21 March 2007

KingCast explains why Nashua Selectman David Rootovich wins the New Hampshire First Amendment Trifecta.

When we brought KingCast and Justiceforkids to New Hampshire, the First Amendment was quite dormant. Since then we/prevailed against restrictive, viewpoint/content-based public comment restrictions at the Nashua School Board that were initiated by fired Superintendent Julia Earl. But before we could finish that, we worked with Alderman Fred Teeboom who sent a simple email to Aldermanic President Rootovich, who changed a policy that forbid naming of names in Aldermanic meetings within -- get this -- 48 hours. So he wins by at least a furlong.

And bringing up a distant third? Well it would be Attorney Ted Comstock and the New Hampshire School Boards' Association, which as noted in this post, is waiting until May to address their recommended viewpoint-content based restrictive policy unless we sue them first. Here's the correspondence file where I issue them a failing grade.

Meanwhile, NH AG Kelly Ayott's response to a request for legal opinion is encouraging, but slightly off-track because it deals with the Right-to-Know Law more than the First Amendment straight up, no chaser.

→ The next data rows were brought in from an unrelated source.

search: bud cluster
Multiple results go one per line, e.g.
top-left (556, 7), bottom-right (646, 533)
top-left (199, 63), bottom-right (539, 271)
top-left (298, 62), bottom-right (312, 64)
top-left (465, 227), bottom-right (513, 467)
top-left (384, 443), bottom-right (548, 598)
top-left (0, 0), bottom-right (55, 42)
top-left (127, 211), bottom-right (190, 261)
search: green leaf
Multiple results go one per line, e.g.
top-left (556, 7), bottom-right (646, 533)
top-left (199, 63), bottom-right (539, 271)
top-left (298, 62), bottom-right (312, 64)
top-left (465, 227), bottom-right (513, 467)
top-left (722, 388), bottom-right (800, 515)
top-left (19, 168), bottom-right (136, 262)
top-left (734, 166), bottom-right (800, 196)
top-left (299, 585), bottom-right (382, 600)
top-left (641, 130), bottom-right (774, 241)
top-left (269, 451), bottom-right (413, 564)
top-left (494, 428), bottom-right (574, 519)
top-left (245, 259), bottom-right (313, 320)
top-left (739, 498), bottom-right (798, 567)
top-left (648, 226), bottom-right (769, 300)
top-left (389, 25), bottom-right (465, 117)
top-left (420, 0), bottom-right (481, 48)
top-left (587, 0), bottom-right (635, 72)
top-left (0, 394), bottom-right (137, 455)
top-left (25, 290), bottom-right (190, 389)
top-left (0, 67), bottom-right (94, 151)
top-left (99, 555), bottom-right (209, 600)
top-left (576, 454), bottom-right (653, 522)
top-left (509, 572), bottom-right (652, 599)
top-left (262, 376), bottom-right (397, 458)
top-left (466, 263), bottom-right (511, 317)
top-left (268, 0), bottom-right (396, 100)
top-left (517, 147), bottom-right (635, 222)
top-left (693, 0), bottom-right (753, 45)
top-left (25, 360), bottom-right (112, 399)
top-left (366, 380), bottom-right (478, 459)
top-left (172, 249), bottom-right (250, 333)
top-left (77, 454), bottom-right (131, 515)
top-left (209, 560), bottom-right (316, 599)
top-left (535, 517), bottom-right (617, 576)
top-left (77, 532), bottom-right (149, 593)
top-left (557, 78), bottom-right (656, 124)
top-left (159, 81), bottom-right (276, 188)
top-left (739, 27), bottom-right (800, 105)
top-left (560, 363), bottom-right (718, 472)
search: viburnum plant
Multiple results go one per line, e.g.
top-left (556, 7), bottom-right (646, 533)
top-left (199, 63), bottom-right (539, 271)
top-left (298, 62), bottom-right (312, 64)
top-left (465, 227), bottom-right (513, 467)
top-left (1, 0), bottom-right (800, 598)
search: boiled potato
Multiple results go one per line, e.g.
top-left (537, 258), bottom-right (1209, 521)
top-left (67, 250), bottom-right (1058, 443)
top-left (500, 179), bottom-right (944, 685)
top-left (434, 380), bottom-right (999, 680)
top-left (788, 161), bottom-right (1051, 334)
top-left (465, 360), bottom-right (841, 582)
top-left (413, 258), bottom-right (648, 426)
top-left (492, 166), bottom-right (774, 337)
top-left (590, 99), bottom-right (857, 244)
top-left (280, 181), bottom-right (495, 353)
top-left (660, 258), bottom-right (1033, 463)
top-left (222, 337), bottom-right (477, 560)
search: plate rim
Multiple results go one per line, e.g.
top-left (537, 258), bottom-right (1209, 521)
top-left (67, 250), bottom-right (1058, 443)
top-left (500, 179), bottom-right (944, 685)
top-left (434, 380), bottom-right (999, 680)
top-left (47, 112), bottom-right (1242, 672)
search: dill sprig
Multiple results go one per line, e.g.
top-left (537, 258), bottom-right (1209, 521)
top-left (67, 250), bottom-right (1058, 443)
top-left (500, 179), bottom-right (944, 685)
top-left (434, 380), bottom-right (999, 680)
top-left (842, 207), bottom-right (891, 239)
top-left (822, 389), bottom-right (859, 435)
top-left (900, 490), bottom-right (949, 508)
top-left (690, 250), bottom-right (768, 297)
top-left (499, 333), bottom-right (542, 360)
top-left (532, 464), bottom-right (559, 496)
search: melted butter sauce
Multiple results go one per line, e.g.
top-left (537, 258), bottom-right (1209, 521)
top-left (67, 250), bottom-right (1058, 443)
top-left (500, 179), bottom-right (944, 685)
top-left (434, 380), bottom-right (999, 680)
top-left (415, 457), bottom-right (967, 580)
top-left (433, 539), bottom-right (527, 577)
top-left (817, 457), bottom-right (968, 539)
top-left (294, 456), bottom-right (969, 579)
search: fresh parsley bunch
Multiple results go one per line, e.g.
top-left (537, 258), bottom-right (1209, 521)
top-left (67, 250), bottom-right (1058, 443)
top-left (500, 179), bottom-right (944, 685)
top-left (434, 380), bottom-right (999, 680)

PS: That's the real Seabiscuit, or the little engine that could, proving you can, in the words of Boston writer and financier John Feloni, "[Go] from douchebag to darling!"

1 comment:

Christopher King said...

You read the Right-to-Know link -- authored by Attorney Ayotte -- and it is readily apparent that the NHSBA policy is inimical to it.

"For our government to remain of the people, by the people, and for the people, while protecting individuals' privacy, it is essential that the people have reasonable and open access to the information that will inform the people what their government is up to and how it is performing.

Government, therefore, should be open, accessible, accountable and responsive. To that end, the public's right of access to governmental proceedings and records shall not be unreasonably restricted.

An integral part of the constitutional right-to-know is the protection of the freedom of speech and press guaranteed by Part 1, article 22 of the New Hampshire Constitution:

Free speech and liberty of the press are essential to the security of freedom in a state: They ought, therefore, to be inviolably preserved."